By Kenneth Justice
“So what you’re saying is now that your money is all gone so are the friends?”
~ Last week at coffee I ran into an old acquaintance of mine who I hadn’t seen in more than a year.
“Where have you been dude?” I asked. He was such a fixture at the coffee house it was odd not having seen him for so long,
“Well Kenneth, I picked up a second job this past summer and I’ve been rolling in money” he said,
Unfortunately, when I asked him if he’d built up a nice little savings account he got a frown on his face, “Actually, I spent every dollar I earned” he said, “The second job was at a golf course and all of a sudden I was Mr. Popular all summer because I could get everyone in for free rounds of golf. So we’d go to club restaurant afterwards and spend a fortune every night on expensive meals and wine. It was so much fun hanging out with the cool people……but now I don’t have a penny left and since the golf season is over so is the second job”
The more we talked the more it became apparent that all those friendships he had developed over the summer were nothing more than skin deep; when my acquaintance could no longer spend the big money on expensive restaurants and pricey bottles of wine…..his ‘friends’ suddenly disappeared.
It’s a story that I’m sure many of us have seen in our own lives; some friendships are only as deep as our pocketbook. Remove money from the equation and we tend to find out who our real friends are.
I’ve also noticed that there are other factors involved in disappearing friends,
—-) If you quit working at a job most of the coworkers you thought were your ‘friends’ are suddenly no longer calling you to hang out after-hours
—-) If you quit attending a particular church or parish most of the church members you thought were your ‘friends’ will suddenly stop calling you to go out for coffee
—-) When your children become too old for soccer or extra-curricular activities, all of those parents you spent hours chatting with while sitting in the stands watching your children….are suddenly gone from your life
I guess what I’ve noticed is that our true friends tend to stick around whether or not we still work at the same job, attend the same church, or no longer have money. Are the people who hang out with us only because we have the money to spend on expensive meals or fun times at the bar really our friends?
My coffee acquaintance used to have coffee with me four mornings a week for years, “Kenneth” he told me a few years ago, “I consider you one of my five closet friends”. Yet after he got that job working at the golf course he literally dropped out of sight; he exchanged his coffee friends for a clique of suburban golfers….and that’s okay. I know so many people at the coffee shops I hang out with that I’m not losing sleep over someone who no longer comes around…..but what I found interesting is that when his money ran dry; he was once again coming back to the coffee shop to hang out.

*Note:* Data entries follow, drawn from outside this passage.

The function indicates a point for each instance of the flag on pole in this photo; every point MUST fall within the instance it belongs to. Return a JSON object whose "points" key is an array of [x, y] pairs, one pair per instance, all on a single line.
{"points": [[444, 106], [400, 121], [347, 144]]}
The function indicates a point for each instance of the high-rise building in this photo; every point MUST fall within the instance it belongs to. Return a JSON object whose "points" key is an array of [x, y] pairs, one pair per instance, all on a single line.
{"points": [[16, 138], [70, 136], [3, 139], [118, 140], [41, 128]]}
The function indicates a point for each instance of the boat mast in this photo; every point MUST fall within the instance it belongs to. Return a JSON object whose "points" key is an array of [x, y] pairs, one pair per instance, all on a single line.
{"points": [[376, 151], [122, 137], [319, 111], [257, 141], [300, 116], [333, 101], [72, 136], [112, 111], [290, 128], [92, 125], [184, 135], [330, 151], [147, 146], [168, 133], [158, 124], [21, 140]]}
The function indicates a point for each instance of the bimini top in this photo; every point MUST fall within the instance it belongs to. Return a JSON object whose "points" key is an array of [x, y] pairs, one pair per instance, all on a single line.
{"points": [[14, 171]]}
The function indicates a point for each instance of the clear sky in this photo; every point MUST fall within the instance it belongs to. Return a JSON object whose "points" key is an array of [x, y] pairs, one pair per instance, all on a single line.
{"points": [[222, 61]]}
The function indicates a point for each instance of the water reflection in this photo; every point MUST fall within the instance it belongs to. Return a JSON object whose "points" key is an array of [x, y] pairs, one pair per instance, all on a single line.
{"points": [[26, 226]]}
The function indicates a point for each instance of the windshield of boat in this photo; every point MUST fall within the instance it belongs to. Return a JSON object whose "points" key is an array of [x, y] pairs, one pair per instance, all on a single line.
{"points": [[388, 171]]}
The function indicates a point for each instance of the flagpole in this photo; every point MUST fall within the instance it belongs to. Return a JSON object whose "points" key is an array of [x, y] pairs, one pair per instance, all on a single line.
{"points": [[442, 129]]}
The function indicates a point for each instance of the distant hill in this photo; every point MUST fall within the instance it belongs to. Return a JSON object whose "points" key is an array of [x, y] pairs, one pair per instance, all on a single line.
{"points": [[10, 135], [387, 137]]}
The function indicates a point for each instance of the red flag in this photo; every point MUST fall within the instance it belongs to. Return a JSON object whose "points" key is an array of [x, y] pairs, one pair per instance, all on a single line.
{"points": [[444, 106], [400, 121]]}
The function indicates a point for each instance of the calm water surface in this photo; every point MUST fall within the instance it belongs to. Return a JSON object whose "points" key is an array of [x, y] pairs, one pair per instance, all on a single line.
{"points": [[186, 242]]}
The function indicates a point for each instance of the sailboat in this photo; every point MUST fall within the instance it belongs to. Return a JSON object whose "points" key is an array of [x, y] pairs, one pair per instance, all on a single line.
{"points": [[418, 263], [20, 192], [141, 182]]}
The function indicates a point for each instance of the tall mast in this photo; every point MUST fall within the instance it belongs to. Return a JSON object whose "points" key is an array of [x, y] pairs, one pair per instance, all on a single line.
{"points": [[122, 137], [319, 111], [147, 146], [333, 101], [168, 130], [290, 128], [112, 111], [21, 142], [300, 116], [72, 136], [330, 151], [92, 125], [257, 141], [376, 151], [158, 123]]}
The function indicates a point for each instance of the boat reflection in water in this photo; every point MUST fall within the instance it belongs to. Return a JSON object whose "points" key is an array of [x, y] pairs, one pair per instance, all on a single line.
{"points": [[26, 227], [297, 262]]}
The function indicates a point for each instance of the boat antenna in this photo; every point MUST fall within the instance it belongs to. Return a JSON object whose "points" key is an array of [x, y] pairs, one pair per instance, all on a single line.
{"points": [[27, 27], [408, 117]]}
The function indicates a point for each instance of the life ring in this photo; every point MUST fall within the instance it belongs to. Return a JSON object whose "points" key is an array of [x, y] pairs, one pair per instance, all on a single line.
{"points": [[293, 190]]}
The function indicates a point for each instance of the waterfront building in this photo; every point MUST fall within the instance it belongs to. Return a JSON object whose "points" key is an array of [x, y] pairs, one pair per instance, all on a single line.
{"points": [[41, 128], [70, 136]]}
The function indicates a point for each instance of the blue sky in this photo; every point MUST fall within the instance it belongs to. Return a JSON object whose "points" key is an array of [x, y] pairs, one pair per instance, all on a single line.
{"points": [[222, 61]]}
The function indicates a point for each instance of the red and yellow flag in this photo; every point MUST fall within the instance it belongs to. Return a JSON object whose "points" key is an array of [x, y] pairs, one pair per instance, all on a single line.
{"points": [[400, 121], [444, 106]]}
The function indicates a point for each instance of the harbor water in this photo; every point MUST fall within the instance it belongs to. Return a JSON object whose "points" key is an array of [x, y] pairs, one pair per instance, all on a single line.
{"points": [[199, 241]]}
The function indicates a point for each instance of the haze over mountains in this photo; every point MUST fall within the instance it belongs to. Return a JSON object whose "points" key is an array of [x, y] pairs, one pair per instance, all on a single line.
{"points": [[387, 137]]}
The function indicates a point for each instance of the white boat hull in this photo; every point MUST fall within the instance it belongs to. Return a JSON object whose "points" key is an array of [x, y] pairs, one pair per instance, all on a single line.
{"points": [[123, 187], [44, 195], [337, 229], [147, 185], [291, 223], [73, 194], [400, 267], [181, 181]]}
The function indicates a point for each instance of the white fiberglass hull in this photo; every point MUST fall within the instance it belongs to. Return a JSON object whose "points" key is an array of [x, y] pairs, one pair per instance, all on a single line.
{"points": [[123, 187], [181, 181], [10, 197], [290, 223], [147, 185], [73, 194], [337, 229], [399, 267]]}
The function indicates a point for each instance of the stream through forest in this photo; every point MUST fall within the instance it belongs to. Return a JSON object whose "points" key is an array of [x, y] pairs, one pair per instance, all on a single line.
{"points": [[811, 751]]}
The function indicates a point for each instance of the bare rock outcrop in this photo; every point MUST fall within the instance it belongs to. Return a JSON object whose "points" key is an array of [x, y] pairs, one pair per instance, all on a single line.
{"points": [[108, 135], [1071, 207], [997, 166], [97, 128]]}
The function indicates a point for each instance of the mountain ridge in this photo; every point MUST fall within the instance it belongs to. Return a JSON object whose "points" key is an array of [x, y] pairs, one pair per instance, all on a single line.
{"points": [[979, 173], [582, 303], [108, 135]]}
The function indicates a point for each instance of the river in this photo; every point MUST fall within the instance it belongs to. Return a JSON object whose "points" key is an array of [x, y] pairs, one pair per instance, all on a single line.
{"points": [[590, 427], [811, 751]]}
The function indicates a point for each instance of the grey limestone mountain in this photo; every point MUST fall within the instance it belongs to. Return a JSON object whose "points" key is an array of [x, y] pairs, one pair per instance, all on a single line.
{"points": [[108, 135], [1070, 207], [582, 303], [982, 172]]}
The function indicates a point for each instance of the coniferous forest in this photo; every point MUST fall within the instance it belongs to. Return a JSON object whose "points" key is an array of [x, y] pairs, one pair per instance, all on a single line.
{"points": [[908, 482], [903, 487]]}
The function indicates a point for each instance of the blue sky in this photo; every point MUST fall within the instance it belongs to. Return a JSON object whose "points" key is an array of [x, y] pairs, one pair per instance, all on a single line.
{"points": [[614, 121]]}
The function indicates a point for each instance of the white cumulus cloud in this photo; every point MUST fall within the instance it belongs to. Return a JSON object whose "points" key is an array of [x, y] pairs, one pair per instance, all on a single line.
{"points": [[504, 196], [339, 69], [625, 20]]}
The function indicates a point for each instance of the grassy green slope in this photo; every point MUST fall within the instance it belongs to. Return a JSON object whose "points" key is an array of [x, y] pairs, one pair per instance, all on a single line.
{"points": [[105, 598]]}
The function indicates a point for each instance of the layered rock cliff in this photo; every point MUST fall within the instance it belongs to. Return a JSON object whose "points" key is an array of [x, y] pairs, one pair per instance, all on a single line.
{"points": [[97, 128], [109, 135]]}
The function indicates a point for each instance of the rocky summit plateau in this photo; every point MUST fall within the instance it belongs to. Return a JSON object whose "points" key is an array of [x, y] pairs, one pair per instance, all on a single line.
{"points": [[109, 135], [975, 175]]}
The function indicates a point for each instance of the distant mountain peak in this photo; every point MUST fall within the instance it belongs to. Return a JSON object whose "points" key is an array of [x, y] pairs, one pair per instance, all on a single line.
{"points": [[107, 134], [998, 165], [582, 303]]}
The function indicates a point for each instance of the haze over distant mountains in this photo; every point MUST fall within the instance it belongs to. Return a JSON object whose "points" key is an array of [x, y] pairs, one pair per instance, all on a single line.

The people at the coffee shop aren’t merely friends with you because you have money. It doesn’t matter if you’re rich or poor, famous or not…..the coffee house culture tends to be accepting of all people, all races, and all economic statuses. And so my acquaintance, having seen all those ‘friends’ he thought he had disappear when his money ran out…. quickly came back to the coffee shop where he knew the rest of us would still be hanging out.
Ultimately, none of us want to be lonely. It’s why so many people stay in abusive or un-loving relationships; they fear being alone. But I wonder, is it really worth developing friendships that are merely based on money? Is it worth it developing friendships that when a particular medium is removed (money, church, vocation) the friends suddenly drop out of sight?
I’ve had a lot of friends over the years drop out-of-sight. I can remember a couple people that I put a lot of time and energy into the friendships; and yet they returned all that effort by suddenly turning their back on me (and other people as well). I look back at those ‘friends’ and wonder if my time would have been better served in giving to people that weren’t so flippant in cutting themselves off from others.